NK Cell Overview:
Nature killer (NK) cells belong to the family of innate lymphoid cells, which are commonly defined as CD3-CD56+ cells in humans, accounting for 5% to 15% of circulating lymphocytes. NK cells are the first line of defense against viral infection and cell mutations, killing host-threatening cancer cells, allogeneic cells, and cells infected with foreign pathogens without prior sensitization, and are considered to be key effector cells for cancer immune surveillance, transplant rejection, and early viral immunity.
Figure NK cells (yellow) and cancer cells (red).
nkCellular immunity
The success of CAT immunity has stimulated the interest of researchers in using other immune cells for cancer, simply put, cellular immunity is to collect human autoimmune cells, multiply their number after in vitro culture, and then infuse them back into the human body, on the one hand, to eliminate cancer cells, mutant cells, on the other hand, to activate and enhance the body's immunity, control the metastasis of cancer cells and**. Compared with CAT-T**, NK** can target a variety of pathogenic antigens, has stronger cytotoxicity, and does not secrete major cytokines that trigger cytokine release syndrome (CRS), which can greatly reduce the risk of adverse reactions, and is highly expected.

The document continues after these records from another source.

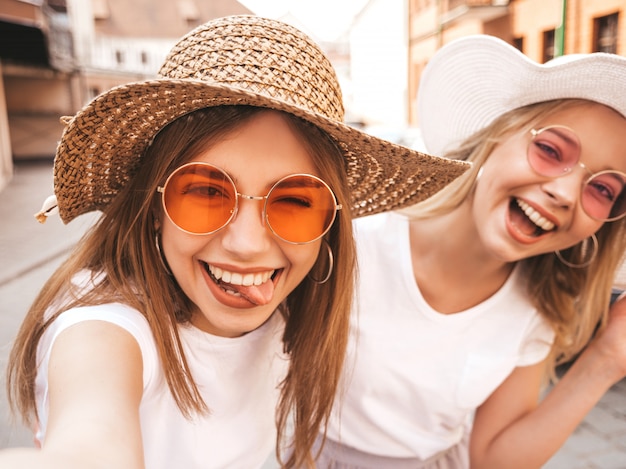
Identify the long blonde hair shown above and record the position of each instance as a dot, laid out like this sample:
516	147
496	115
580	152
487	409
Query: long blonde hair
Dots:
121	246
574	301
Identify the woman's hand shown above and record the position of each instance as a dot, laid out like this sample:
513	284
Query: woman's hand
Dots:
611	342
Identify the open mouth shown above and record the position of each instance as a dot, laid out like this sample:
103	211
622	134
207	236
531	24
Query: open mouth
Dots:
528	220
257	287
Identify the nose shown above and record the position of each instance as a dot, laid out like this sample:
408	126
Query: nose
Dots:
565	190
247	234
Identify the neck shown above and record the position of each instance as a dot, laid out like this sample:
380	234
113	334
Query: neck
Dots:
447	255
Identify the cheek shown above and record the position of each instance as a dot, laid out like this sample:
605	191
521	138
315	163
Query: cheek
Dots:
302	258
178	247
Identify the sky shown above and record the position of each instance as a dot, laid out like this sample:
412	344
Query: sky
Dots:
327	19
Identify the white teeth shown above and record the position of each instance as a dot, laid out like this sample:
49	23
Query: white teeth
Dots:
235	278
535	217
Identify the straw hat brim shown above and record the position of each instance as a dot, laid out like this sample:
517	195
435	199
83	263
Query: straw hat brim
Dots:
103	143
473	80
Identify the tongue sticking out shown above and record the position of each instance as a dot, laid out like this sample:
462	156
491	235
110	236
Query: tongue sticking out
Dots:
257	294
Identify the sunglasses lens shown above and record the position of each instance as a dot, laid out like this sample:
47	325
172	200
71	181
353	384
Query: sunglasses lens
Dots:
553	151
199	198
300	209
604	195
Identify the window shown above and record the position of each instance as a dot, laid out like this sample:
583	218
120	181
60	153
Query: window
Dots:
605	34
548	45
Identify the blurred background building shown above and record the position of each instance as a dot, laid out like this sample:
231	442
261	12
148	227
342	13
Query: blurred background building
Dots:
56	55
541	29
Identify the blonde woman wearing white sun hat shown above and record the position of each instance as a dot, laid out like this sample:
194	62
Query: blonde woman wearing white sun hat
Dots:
466	302
210	302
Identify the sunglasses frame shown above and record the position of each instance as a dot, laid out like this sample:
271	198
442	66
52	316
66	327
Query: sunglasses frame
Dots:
239	195
536	132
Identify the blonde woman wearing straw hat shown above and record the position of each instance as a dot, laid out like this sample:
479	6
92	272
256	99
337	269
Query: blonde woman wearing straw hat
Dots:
467	300
212	297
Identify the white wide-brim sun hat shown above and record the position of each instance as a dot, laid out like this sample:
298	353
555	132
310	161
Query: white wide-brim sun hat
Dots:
473	80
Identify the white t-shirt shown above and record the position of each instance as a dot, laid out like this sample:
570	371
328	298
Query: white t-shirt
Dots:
237	377
414	376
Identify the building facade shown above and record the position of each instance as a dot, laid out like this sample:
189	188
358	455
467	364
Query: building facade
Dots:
541	29
56	55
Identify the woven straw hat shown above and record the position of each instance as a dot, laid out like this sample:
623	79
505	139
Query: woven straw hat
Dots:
473	80
237	60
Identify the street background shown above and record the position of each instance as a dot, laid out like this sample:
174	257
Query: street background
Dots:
30	252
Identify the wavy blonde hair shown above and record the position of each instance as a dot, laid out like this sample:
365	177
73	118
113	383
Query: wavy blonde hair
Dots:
121	245
574	301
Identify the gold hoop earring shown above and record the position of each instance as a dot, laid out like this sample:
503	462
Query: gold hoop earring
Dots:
331	264
585	249
157	243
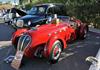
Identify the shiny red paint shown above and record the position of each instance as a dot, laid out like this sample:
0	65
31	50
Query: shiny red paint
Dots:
46	35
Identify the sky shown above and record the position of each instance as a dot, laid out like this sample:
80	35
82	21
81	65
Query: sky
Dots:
9	0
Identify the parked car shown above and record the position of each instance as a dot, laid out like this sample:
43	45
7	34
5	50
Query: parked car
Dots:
10	15
47	40
39	14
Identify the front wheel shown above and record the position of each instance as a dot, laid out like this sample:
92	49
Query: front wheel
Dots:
55	52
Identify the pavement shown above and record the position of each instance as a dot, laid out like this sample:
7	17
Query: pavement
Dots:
73	57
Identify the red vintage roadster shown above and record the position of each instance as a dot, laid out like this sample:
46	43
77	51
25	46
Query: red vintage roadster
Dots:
48	40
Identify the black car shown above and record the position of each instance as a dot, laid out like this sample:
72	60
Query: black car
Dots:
39	14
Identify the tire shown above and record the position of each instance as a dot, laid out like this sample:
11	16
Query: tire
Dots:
55	52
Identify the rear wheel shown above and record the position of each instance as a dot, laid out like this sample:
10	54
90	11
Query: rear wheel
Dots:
55	52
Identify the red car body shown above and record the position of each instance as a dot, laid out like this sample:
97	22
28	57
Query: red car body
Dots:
43	37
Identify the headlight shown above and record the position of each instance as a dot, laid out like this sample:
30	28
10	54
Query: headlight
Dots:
20	23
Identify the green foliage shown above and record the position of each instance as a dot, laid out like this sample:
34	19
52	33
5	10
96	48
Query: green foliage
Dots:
86	10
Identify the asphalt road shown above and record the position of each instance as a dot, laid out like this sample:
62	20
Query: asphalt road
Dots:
73	57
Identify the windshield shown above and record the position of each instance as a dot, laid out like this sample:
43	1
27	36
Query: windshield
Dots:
37	10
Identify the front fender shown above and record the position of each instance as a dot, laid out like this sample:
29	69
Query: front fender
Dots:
18	33
48	46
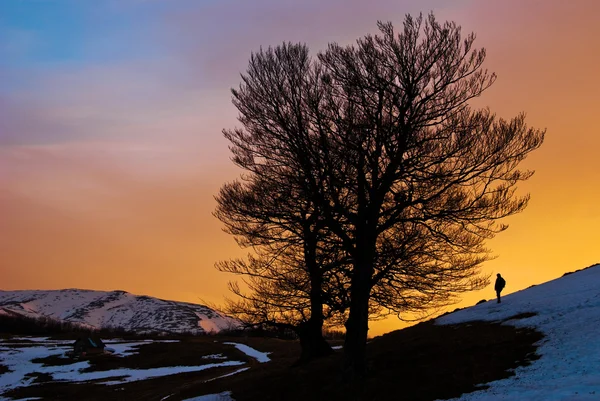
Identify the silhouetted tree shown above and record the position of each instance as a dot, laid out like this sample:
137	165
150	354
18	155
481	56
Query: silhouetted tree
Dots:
406	177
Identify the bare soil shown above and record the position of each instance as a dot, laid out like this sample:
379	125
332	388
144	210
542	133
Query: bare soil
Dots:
419	363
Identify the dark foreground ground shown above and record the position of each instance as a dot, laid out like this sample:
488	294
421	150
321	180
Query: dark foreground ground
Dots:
423	362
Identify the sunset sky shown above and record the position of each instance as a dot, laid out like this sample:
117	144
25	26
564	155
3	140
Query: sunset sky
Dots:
111	149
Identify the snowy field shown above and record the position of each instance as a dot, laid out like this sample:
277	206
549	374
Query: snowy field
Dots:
19	353
568	313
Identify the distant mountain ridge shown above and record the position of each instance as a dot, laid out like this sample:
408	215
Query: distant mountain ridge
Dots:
116	309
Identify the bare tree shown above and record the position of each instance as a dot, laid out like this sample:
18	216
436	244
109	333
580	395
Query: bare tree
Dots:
379	138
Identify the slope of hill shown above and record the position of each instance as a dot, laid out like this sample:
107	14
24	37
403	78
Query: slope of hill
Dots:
115	309
567	312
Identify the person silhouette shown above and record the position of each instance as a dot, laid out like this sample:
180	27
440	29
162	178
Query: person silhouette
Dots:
499	286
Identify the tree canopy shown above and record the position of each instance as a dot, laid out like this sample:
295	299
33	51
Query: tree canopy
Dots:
369	164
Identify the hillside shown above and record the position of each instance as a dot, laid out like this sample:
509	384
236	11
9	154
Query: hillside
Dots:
567	311
115	309
540	343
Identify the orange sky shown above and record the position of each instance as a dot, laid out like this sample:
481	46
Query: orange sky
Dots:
108	166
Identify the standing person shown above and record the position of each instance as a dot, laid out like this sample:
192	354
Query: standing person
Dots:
499	286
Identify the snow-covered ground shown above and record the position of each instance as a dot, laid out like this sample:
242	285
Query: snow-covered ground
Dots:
251	352
568	313
18	355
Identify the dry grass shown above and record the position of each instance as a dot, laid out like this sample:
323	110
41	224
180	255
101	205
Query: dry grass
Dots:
424	362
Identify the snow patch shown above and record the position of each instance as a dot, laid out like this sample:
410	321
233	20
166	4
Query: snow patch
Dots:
567	312
251	352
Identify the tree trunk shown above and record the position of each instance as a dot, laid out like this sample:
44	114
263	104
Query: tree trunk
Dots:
311	332
312	342
357	325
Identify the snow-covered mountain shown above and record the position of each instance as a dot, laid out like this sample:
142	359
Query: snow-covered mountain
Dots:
567	312
116	309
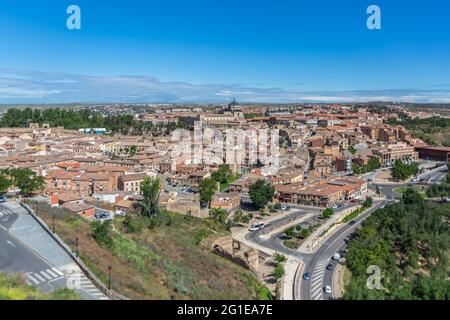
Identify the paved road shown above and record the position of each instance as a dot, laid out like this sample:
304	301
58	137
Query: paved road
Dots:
17	256
316	264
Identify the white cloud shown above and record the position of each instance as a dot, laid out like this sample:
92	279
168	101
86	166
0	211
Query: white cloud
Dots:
22	86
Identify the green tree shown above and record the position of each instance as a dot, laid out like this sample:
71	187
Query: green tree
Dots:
368	202
150	189
207	189
218	215
222	174
327	213
133	150
401	171
290	232
412	196
279	271
279	258
5	183
261	192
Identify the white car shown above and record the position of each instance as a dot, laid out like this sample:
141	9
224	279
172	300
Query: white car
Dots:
337	257
120	213
256	227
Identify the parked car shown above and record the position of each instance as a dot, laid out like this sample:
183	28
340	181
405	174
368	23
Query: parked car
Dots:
257	226
120	213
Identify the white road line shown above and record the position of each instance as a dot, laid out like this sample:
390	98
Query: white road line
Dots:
313	283
39	277
316	292
50	272
33	279
319	297
46	275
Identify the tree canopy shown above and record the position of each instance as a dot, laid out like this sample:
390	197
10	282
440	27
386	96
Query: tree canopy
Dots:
409	242
402	171
261	192
150	188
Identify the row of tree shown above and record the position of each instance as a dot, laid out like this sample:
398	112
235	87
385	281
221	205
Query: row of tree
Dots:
77	119
408	242
402	171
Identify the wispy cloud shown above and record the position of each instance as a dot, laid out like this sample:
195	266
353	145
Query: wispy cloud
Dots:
23	86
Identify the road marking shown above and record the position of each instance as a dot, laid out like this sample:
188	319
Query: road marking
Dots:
46	275
50	272
57	271
315	281
10	243
30	277
316	292
39	277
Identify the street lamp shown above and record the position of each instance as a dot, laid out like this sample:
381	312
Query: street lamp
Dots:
109	277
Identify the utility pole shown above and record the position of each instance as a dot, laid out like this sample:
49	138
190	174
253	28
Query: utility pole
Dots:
109	277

The main strategy of NK cells**:
In vitro activated autologous or allogeneic NK cells, NK cells, and monoclonal antibodies (e.g., immune checkpoint inhibitors) are combined to induce antibody-specific cytotoxicity (e.g., anti-EGFR cetuximab), CAR-NK cell immunity**, and more.
At present, there are no NK cells** on the market, but its clinical trials are in full swing, as of November, the search results for "NK cell" have been as high as 720 cases, and the NK cells** have shown good results in acute myeloid leukemia, chronic myeloid leukemia, myelodysplastic syndrome, neuroblastoma, and solid tumors such as gastric cancer, liver cancer, lung cancer, and bowel cancer.
Figure Search results for "NK cell" in ClinicalTrials.
In vitro expanded NK cells**:
In addition to the isolation of NK cells from autologous or allogeneic peripheral blood, they can also be obtained from umbilical cord blood and stem cell differentiation, in addition, due to the cumbersome way of obtaining cells in the above three ways, in the study of CAT-NK, many researchers use NK-92 for further modification, and good results have been achieved in preclinical studies, it is worth noting that the cells need to be irradiated before infusion.
Isolation and purification protocol for human peripheral blood NK cells:
Preparation: 15 ml centrifuge tubes (ABS7102) or conical tubes, HANK'S solution (ABS9257) or PBS (ABS962), human lymphocyte separation solution (ABS930).
Figure Abics Human Lymphocyte Separation Solution (ABS930).
1. Obtain PBMC
1) Prepare sterile 15 ml centrifuge tubes or conical tubes;
2) Add 5ml of lymphocyte separation solution; (Note: Lymphocyte separator should be brought back to room temperature before use, 18-25).
3)hank'S solution (ABS9257) or PBS (ABS962) buffer 1:1 ratio (if the whole blood sample is viscous, the proportion can be appropriately increased) to dilute the anticoagulated whole blood sample;
4) Carefully add a fresh diluted 4 ml whole blood sample on top of the lymphocyte hydroselate very slowly along the wall tube, close to the separator layer; (Note: Remember not to muddy the lymphocyte separator).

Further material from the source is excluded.